After turning down the lunch special Whitaker flashed her badge and asked for the manager, who happened to be in what was indeed a walk in refrigerator, carrying a clipboard.
“Can I help you folks,” he said after waving off the curious girl who’d manned the register.
“Are you the Manager?” Whitaker asked.
“Owner. This is a small business so I’m here just about all the time.”
“We wanted to ask about Julie Jones. We understand she works here.”
“She did until she bailed on her scheduled shifts. I swear, college kids, today.”

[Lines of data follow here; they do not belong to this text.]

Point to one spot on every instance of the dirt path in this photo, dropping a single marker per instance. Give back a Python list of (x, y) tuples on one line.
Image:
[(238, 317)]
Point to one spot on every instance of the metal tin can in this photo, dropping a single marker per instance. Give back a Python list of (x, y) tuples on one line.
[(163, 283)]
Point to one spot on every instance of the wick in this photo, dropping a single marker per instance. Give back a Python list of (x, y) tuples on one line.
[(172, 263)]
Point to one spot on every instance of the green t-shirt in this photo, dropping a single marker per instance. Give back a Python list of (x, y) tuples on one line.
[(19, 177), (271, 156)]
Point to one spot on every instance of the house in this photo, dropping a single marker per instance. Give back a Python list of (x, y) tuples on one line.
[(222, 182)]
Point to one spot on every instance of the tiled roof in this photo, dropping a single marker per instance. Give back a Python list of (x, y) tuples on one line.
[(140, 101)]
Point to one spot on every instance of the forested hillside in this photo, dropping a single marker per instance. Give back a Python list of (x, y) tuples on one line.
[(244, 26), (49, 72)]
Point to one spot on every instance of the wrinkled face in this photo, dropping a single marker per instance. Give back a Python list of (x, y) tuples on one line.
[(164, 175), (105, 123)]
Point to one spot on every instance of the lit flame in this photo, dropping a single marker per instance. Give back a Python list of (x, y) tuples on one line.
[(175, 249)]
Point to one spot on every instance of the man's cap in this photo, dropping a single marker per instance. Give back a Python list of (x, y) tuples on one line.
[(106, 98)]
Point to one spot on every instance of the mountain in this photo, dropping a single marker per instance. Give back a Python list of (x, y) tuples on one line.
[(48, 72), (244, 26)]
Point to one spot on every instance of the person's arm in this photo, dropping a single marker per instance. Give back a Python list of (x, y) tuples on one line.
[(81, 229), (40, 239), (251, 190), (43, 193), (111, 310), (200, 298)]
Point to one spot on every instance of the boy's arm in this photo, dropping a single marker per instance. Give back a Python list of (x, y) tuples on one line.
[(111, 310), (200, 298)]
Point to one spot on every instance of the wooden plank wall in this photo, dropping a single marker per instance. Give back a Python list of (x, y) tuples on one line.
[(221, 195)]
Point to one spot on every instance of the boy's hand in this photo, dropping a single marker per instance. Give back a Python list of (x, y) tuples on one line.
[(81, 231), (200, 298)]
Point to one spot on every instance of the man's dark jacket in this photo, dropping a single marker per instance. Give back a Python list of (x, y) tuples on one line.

“When was the last time you saw her?”
“About two weeks ago. Let’s see here,” he said and reached over to a metal rack filled with time cards. “She punched out Friday night just about two weeks ago at 11:02. I don’t remember exactly, but she wasn’t the type to hang around after her shift, so I’m guessing she took off right after.”
“Have you heard from her since?”
“No. Why are the feds here asking questions about a college kid? Did something happen to her?”
“Nothing like that. We just are trying to track her down and ask some questions.”
“Well, if you see her, let her know I have her last check.”
“Thanks,” Taylor, who hadn’t spoken to that point, said.